Os torneios eram, portanto, a melhor oportunidade para um participante exibir publicamente as qualidades necessárias que um bom cavaleiro deveria possuir:
- Bravura marcial (prouesse)
- Cavalheirismo (courtoisie)
- Boas Maneiras (franchise)
- Gentileza (debonnaireté)
- Generosidade (largesse)
Em adição, e dada a importância da cavalaria, aqueles que tivessem, entre outras más condutas, difamado uma mulher, culpado de um assassinato ou que tenha sido excomungado, era sumariamente banido.
Os torneios constituíam grandes eventos sociais, com duração de dias, frequentemente associados à celebração de ocasiões importantes como coroações e casamentos reais ou reuniões anuais de uma ordem de cavalaria específica. Os espectadores montavam tendas em volta da área designada para os combates, a arena, recoberta por areia ou palha. Havia arquibancadas para os espectadores, pavilhões e sacadas para os mais ricos, barracas de refrescos, negociantes de cavalos e de roupas finas, havia representações de dramas com músicos e acrobatas nos intervalos, desfiles e muitos banquetes durante todo o evento.

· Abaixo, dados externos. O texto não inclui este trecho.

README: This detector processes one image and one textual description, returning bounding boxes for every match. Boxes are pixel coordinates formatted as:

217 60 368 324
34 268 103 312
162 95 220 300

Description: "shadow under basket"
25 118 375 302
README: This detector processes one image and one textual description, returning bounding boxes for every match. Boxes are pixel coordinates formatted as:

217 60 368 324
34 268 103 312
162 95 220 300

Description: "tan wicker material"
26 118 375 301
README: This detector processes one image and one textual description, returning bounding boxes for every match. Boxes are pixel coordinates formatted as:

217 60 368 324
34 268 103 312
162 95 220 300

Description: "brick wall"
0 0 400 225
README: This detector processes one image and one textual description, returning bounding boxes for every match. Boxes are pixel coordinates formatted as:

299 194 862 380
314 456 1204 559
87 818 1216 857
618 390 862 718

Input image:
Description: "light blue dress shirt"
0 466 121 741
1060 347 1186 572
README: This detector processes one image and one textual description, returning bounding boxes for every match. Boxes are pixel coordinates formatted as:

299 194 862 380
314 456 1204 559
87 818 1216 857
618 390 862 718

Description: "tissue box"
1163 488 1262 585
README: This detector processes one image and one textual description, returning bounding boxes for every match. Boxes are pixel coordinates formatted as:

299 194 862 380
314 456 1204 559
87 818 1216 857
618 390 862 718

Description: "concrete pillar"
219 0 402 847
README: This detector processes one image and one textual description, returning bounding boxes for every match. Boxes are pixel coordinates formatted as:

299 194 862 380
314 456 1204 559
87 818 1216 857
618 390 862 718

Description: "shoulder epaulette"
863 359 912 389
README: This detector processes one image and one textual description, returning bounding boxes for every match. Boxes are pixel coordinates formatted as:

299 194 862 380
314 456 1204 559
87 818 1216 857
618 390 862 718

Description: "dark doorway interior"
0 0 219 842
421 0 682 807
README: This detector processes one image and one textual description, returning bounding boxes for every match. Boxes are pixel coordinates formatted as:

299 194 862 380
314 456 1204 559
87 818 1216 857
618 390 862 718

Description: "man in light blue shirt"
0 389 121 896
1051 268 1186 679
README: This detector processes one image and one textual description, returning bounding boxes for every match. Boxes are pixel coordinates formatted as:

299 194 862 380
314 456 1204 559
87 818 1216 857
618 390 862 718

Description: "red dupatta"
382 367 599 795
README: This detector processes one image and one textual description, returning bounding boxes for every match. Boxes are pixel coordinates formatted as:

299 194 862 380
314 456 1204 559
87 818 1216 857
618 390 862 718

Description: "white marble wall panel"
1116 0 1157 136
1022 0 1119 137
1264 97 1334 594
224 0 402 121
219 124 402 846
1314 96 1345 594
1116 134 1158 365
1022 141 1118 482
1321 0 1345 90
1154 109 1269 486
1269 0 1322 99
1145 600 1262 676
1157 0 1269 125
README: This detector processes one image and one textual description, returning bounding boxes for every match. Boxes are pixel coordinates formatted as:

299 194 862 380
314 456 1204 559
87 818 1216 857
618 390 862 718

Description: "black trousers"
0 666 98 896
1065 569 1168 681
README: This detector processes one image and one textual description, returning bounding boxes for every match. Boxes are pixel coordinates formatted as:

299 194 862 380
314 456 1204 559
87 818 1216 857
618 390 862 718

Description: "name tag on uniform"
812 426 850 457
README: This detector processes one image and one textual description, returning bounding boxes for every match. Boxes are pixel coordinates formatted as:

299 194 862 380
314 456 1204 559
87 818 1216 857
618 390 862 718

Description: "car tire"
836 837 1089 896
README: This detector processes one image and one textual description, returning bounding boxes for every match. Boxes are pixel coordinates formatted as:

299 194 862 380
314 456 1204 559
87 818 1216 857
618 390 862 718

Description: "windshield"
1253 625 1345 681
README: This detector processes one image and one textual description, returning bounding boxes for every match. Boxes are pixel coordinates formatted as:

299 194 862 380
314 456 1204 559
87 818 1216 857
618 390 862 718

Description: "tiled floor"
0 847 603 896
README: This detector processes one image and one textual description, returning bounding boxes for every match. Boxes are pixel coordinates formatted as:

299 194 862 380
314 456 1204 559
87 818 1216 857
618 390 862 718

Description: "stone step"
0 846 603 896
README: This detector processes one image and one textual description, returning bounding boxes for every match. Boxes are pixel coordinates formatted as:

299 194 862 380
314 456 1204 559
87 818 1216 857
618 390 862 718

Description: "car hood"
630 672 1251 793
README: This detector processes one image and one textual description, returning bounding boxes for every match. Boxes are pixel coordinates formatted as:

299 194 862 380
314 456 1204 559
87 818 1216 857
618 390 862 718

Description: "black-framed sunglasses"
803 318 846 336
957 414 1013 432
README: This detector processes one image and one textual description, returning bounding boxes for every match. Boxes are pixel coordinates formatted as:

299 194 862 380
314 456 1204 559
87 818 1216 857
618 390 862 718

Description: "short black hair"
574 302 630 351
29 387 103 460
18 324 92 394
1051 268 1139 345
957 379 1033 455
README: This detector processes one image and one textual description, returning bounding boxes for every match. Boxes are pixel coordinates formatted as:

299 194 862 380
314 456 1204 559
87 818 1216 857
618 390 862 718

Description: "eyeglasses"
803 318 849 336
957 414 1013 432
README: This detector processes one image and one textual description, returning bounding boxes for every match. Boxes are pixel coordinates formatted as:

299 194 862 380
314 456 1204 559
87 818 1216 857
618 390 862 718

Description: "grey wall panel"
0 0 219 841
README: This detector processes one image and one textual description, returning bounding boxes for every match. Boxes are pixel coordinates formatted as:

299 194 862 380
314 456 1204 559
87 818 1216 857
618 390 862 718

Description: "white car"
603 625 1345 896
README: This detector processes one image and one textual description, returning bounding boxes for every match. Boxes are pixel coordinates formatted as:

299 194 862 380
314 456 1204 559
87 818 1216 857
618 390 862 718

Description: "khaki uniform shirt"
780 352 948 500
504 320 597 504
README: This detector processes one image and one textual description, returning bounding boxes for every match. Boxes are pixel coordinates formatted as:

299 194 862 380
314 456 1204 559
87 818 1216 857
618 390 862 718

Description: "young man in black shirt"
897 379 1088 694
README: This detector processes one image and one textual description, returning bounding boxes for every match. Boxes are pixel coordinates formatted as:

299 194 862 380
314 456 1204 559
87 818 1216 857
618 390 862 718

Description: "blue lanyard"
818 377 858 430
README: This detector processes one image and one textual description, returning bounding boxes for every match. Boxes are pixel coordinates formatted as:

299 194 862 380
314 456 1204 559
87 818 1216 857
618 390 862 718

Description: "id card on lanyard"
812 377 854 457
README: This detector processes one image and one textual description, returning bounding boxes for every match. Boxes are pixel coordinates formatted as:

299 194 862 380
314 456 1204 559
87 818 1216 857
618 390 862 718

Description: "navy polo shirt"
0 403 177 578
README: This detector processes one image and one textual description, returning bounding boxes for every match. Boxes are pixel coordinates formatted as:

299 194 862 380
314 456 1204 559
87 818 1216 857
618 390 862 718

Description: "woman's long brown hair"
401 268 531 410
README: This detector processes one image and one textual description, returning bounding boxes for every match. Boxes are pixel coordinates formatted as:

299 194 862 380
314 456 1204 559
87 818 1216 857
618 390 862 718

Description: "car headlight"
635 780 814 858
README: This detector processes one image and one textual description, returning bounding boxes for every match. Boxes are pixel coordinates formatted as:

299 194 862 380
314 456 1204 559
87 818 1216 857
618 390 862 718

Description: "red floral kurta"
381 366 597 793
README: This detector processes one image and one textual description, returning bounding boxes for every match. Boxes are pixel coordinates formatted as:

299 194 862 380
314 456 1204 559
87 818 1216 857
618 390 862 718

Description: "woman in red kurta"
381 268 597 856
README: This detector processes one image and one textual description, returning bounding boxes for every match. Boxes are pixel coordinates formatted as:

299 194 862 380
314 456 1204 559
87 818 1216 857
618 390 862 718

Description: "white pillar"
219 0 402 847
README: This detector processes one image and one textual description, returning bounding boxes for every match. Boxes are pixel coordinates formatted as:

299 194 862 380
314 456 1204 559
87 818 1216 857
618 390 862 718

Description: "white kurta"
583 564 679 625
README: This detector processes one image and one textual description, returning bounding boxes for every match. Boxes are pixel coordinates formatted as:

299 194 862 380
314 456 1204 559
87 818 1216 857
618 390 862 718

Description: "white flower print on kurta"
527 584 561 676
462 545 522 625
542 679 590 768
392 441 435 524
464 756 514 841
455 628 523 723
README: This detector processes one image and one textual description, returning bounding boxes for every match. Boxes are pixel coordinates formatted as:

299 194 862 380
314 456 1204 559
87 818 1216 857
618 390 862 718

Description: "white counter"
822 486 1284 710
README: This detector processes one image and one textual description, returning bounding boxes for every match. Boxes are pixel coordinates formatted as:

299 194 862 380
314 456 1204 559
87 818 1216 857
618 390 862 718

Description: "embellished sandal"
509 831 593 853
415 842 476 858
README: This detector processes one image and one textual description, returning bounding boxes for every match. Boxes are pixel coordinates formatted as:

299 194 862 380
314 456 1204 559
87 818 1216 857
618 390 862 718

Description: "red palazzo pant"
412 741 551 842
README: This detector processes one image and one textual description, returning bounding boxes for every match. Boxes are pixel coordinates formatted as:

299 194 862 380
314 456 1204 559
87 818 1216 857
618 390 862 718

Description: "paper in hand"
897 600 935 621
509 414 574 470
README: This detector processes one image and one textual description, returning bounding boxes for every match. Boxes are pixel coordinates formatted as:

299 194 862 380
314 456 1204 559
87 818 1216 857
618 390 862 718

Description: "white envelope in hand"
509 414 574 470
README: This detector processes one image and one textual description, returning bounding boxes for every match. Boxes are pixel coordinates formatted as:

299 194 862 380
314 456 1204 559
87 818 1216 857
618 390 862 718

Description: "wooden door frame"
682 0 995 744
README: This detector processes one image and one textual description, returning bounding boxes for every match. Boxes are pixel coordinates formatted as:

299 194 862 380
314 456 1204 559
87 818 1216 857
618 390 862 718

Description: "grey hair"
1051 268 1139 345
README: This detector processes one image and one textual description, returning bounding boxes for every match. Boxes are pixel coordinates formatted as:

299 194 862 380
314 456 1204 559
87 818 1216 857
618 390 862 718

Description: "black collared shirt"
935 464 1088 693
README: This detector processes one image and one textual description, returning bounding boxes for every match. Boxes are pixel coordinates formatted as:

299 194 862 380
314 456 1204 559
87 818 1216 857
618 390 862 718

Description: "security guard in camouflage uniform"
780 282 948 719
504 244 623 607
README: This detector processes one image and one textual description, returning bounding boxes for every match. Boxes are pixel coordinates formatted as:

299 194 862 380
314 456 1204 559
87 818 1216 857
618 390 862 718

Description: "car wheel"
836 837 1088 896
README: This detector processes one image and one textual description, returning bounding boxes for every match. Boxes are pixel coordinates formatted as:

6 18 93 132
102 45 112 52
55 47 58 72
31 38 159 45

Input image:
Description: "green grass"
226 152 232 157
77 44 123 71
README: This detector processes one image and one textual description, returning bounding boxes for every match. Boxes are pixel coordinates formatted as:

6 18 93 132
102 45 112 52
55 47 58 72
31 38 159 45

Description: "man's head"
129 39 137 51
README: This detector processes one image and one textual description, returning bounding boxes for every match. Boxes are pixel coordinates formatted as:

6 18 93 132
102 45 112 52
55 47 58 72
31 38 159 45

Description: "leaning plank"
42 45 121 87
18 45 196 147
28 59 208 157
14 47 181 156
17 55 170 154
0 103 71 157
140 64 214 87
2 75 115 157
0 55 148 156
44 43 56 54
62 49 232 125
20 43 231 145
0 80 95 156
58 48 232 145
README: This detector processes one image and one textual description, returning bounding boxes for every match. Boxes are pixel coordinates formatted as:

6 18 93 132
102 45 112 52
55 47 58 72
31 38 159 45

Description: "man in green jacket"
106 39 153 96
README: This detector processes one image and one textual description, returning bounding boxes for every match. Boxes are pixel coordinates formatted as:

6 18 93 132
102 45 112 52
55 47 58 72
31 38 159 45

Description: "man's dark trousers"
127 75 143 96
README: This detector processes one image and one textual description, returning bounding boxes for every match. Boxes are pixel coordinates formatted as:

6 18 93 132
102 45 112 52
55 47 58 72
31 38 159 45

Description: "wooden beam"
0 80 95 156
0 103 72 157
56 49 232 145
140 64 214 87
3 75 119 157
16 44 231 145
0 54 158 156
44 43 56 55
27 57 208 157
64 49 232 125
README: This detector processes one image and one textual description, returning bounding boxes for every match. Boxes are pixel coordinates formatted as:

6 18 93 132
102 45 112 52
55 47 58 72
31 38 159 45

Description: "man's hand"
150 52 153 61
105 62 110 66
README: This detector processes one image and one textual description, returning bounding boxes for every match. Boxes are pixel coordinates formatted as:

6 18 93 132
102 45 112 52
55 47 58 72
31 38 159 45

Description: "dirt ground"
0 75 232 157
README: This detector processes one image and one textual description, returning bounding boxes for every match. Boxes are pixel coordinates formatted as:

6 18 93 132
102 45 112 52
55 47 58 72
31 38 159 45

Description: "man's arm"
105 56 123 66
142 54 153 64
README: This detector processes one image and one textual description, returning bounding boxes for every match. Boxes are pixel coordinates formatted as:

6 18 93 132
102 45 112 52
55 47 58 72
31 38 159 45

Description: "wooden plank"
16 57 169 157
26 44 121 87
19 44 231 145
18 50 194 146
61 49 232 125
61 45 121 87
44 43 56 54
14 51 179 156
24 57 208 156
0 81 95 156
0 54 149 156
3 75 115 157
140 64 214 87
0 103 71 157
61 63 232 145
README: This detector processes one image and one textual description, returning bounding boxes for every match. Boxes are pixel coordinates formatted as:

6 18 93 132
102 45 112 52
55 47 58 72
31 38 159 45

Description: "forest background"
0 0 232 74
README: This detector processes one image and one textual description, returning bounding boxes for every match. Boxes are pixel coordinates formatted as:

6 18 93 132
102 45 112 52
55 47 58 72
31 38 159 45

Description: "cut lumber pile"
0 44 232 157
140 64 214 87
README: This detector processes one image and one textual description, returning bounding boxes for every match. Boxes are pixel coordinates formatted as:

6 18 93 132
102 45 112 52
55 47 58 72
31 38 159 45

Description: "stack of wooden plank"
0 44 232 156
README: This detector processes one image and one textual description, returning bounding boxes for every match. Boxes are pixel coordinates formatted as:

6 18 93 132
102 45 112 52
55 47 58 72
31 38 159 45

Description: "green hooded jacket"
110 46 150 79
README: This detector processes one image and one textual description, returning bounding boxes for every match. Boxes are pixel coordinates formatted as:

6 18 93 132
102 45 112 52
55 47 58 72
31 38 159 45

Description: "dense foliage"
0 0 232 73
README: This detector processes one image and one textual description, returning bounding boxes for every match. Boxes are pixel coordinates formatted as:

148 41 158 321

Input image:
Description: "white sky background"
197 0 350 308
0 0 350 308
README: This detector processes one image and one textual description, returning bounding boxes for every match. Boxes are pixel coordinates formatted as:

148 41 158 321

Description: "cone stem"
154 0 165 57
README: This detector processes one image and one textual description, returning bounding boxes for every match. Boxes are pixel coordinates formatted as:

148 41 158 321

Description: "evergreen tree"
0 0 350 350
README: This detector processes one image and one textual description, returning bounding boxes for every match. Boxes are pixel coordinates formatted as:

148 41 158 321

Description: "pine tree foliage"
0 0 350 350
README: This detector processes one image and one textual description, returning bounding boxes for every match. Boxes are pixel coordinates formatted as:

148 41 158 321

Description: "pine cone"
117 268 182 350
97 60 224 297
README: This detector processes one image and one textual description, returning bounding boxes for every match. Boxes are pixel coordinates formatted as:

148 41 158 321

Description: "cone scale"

As damas compareciam e, muitas vezes, patrocinavam os torneios as quais, junto com o crescimento da literatura romântica do período, adicionavam algum romance à ocasião e elevavam o desejo de todos se tornarem os mais cavalheirescos possíveis. As damas podiam oferecer alguma coisa como recordação para cavaleiros específicos para os quais tinham alguma preferência, como um véu que era, então, atado em volta da lança do escolhido. O hábito, também, tornou-se um importante elemento com alguns cavaleiros vestindo-se como alguma figura lendária, como o Rei Artur, como inimigos tradicionais, os sarracenos, como monges e mesmo damas da corte. Isto se dava especialmente no evento conhecido como Távola Redonda, onde cada cavaleiro pretendia ser um personagem das lendas arturianas.
Justa
À medida que os torneios se tornavam mais seletos e a honra e o exibicionismo ficaram mais conhecidos, assim a justa subiu em importância. Talvez originada do latim juxtare (encontrar-se), este combate um-a-um entre cavaleiros portando uma lança dentro de um espaço confinado, oferecia mais possibilidades para impressionar a audiência – ou mesmo uma dama específica – ao contrário da selvagem mistura sobre diversos campos do formato original do torneio. O evento com multidão, ainda permaneceu como uma parte do torneio como um todo. Havia, também, competições não-oficiais organizadas por cavaleiros incapazes de arcarem com as novas e elevadas despesas de um torneio adequado. Estes eram muitas vezes conhecidos como um “desafio às armas” e envolvia um cavaleiro ou um pequeno grupo de cavaleiros emitindo um desafio aberto a todos (especialmente forasteiros), com a competição ocorrendo sempre que o desafio fosse aceito.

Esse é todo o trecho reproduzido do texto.